Am Stammsitz im fränkischen Kronach fand eine Betriebsversammlung statt. Wegen sinkender Absätze seien Anpassungen zwingend notwendig, um den Standort Kronach zu sichern, erklärte Rickmeyer.

Auch auf der Vertriebsseite hat Loewe einiges vor: Durch Partnerschaften mit dem Fachhandel sollen die Verkäufe im Ausland angekurbelt und Wachstumsmärkte wie Russland und Indien erschlossen werden. Auch mit neuen, exklusiven TV-Geräten will Loewe die Kunden wieder begeistern. Mit dieser Strategie will der Konzern im nächsten Jahr operativ wieder aus den roten Zahlen kommen.

Nach einem Umsatzrückgang und einem Verlust vor Zinsen und Steuern (Ebit) von 20 Millionen Euro in diesem Jahr erwarte der Vorstand für 2013 ein ausgeglichenes Ergebnis und ein leichtes Umsatzplus. Kosten für die Restrukturierung würden unter dem Strich den Gewinn im nächsten Jahr aber noch belasten. „Für 2014 wird ein weiteres Umsatzwachstum und ein positives operatives Ergebnis angestrebt", hieß es in der Mitteilung.

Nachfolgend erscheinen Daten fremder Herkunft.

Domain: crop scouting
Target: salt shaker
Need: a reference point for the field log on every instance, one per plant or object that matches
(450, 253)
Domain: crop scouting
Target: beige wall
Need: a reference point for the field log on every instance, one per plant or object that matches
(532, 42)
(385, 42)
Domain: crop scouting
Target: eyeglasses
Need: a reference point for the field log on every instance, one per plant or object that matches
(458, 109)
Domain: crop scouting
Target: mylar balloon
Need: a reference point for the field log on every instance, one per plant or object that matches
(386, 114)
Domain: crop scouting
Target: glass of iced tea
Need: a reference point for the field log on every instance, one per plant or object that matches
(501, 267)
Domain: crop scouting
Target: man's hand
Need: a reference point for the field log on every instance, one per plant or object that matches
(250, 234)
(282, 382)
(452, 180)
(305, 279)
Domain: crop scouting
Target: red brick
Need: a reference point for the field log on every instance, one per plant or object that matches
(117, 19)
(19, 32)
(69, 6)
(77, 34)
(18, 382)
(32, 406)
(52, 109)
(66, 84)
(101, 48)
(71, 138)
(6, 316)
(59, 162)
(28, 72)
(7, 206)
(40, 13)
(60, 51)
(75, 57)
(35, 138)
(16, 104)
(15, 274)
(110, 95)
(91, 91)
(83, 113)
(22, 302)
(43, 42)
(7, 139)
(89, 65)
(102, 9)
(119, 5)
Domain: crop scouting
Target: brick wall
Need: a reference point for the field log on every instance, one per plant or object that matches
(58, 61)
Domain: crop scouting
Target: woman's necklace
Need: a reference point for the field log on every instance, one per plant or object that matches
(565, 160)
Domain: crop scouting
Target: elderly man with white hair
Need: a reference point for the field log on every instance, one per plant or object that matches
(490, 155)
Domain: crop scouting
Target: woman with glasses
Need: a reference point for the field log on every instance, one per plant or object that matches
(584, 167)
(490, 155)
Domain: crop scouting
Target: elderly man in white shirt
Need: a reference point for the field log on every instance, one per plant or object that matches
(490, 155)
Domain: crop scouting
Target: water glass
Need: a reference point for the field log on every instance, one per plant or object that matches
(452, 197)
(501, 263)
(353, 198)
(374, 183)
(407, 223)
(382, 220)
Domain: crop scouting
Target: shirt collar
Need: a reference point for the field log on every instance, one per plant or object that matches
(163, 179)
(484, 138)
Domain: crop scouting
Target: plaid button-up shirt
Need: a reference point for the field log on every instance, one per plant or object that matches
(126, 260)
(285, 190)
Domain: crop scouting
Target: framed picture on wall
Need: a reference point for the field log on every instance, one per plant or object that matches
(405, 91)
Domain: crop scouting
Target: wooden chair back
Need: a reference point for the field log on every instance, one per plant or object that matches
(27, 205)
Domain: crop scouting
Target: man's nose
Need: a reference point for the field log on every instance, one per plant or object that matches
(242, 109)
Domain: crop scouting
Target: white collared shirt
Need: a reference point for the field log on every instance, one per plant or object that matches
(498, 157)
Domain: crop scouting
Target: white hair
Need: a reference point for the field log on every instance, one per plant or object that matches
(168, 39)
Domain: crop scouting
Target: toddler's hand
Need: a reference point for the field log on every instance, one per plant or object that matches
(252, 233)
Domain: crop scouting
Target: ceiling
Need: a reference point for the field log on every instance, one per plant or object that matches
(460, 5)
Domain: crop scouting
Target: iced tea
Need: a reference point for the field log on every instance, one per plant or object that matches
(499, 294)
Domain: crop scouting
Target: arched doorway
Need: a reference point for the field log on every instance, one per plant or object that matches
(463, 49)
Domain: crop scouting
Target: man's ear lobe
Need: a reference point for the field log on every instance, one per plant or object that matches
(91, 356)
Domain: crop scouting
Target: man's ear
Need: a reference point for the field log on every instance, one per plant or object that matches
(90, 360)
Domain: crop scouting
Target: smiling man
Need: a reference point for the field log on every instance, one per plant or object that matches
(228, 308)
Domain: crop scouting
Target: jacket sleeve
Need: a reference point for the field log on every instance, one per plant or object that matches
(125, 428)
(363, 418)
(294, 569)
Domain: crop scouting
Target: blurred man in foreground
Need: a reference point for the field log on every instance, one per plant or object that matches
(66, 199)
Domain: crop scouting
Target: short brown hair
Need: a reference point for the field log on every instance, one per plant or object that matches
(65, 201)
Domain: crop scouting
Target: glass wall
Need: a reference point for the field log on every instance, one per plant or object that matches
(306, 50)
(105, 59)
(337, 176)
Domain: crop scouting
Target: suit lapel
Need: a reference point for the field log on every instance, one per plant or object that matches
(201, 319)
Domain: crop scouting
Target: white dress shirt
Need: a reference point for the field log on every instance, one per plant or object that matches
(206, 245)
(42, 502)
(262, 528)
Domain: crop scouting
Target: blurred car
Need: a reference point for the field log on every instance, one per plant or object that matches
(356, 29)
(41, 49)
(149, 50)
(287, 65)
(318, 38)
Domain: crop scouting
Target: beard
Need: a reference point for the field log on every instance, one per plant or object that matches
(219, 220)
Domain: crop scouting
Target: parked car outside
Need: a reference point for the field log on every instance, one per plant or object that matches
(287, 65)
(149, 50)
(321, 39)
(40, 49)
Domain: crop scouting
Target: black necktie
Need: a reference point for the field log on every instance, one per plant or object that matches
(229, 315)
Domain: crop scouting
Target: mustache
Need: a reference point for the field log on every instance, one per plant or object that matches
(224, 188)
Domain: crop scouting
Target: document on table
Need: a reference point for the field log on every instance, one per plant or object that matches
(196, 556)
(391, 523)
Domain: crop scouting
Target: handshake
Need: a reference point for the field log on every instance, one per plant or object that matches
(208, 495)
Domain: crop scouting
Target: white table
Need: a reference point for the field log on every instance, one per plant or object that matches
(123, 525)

An der Börse legten die im Prime Standard gelisteten Loewe-Aktien 2,5 Prozent auf 2,87 Euro zu. DZ-Bank-Analyst Thomas Maul gab sich aber skeptisch: „Wir haben Zweifel, dass die Restrukturierungsmaßnahmen von Loewe zu einem ausgeglichenen Ergebnis im nächsten Jahr führen werden. (...) Wir bleiben Verkäufer der Aktie", schrieb er in einem Kurzkommentar.

Loewe leidet seit längerem unter einem Umsatzschwund und dem Preisverfall für Flachbildfernseher, der vor allem von den koreanischen Konkurrenten Samsung und LG vorangetrieben wird. Der Kronacher Konzern rang bereits Mitte vorigen Jahrzehnts mit Verlusten und handelte seinerzeit mit der IG Metall einen Ergänzungstarifvertrag aus – Mitarbeiter mussten einige Jahre auf Teile des Gehalts verzichten. Als Loewe die Trendwende schaffte, zahlte der frühere Vorstandschef und heutige Aufsichtsratsvorsitzende Rainer Hecker den Mitarbeitern die Einbußen verzinst zurück.